Compare all of that to the rare leader who says:

“I made that call. Here's my reasoning. Here's what I got wrong.”

That sentence should be unremarkable. It isn't. It's almost shocking how rare it is — which says everything about the bar most leadership conversations are actually clearing.

Notice what that sentence does that the passive versions don't:

  • It names a person.

  • It states a reason, which means it can be examined, debated, improved.

  • It leaves room for being wrong, without treating wrongness as catastrophe.

That last part matters more than people realize. Leaders who can say “this is what I got wrong” without flinching aren't displaying weakness. They're displaying exactly the kind of stability that makes a team trust them with the next hard call.

How to Build the Habit In Yourself or Your Team

Listen to your own sentences for a week

Before changing anything, just notice. How often do you say “we decided” versus “it got decided”? Most people are genuinely surprised once they start paying attention.
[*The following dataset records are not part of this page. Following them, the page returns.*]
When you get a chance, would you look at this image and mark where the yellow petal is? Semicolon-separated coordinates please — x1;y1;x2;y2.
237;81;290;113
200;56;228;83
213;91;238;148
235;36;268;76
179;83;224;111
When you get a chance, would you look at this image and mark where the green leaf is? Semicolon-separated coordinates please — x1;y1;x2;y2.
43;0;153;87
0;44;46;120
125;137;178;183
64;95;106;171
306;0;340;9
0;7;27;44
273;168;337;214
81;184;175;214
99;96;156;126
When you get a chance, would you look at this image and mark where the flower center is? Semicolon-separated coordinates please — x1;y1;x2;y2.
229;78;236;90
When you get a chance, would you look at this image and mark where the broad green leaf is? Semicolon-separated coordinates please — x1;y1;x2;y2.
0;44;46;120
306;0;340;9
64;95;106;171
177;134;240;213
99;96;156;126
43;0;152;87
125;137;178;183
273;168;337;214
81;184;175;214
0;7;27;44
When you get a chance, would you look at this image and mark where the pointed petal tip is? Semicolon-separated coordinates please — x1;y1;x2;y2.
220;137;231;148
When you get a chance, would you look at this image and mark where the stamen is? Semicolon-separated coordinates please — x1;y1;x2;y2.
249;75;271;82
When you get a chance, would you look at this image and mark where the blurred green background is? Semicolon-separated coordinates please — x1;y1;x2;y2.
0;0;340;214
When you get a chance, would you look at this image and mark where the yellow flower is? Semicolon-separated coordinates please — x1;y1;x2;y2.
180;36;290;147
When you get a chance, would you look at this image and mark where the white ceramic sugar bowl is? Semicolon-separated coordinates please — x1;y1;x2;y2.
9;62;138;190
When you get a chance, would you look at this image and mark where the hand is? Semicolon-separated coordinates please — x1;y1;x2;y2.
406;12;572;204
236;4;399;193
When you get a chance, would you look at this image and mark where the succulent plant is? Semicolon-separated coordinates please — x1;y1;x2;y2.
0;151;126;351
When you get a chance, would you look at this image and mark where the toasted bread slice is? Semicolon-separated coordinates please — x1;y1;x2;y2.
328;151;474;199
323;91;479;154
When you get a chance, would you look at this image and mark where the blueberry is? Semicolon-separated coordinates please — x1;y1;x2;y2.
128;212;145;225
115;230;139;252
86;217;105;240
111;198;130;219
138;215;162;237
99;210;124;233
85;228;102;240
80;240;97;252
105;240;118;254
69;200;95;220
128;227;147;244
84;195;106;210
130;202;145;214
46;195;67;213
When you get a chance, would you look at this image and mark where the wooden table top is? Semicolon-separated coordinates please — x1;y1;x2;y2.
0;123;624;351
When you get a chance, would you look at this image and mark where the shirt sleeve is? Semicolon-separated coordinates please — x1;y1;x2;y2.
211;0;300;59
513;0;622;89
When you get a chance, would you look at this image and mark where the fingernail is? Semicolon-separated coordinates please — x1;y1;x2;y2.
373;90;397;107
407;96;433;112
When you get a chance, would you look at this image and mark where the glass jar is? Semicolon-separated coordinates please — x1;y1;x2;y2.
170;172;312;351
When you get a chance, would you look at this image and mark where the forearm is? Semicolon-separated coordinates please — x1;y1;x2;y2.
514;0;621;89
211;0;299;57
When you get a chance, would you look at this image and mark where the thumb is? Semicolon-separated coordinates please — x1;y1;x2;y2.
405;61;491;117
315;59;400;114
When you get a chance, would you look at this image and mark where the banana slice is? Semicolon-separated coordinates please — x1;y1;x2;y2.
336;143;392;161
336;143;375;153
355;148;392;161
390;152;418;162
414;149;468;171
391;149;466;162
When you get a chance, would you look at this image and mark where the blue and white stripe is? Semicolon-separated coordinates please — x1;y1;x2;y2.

Practice naming the decision-maker out loud, even when it's you

In meetings, in retros, in written updates — say “I decided” or “[Name] made that call” instead of letting decisions float anonymously. It feels exposed at first. That feeling fades, and what's left is a team that trusts you more, not less.

Make hindsight conversations safe before you need them

If your team only hears about decisions when something goes wrong, ownership will always feel like a liability. Talk about decisions — good and bad outcomes alike — as a normal part of how the team operates. That's what makes “I made that call” feel safe to say.

Reward the leaders who own the miss, not just the win

If the only people who get visibility are the ones with good outcomes to report, you're quietly training everyone to hide behind passive language when things go wrong. Make ownership of a bad outcome at least as respected as ownership of a good one.

The Real Question

This isn't really about grammar. It's about whether the people leading your organization are willing to be located, to exist inside their own decisions instead of narrating them from a safe distance.

So the question worth asking yourself, honestly, is this…

Do you decide things? Or do things just happen to get decided, somewhere near you, while you're standing close enough to take credit?

If you're not sure, listen to your own sentences this week. The answer is probably already there.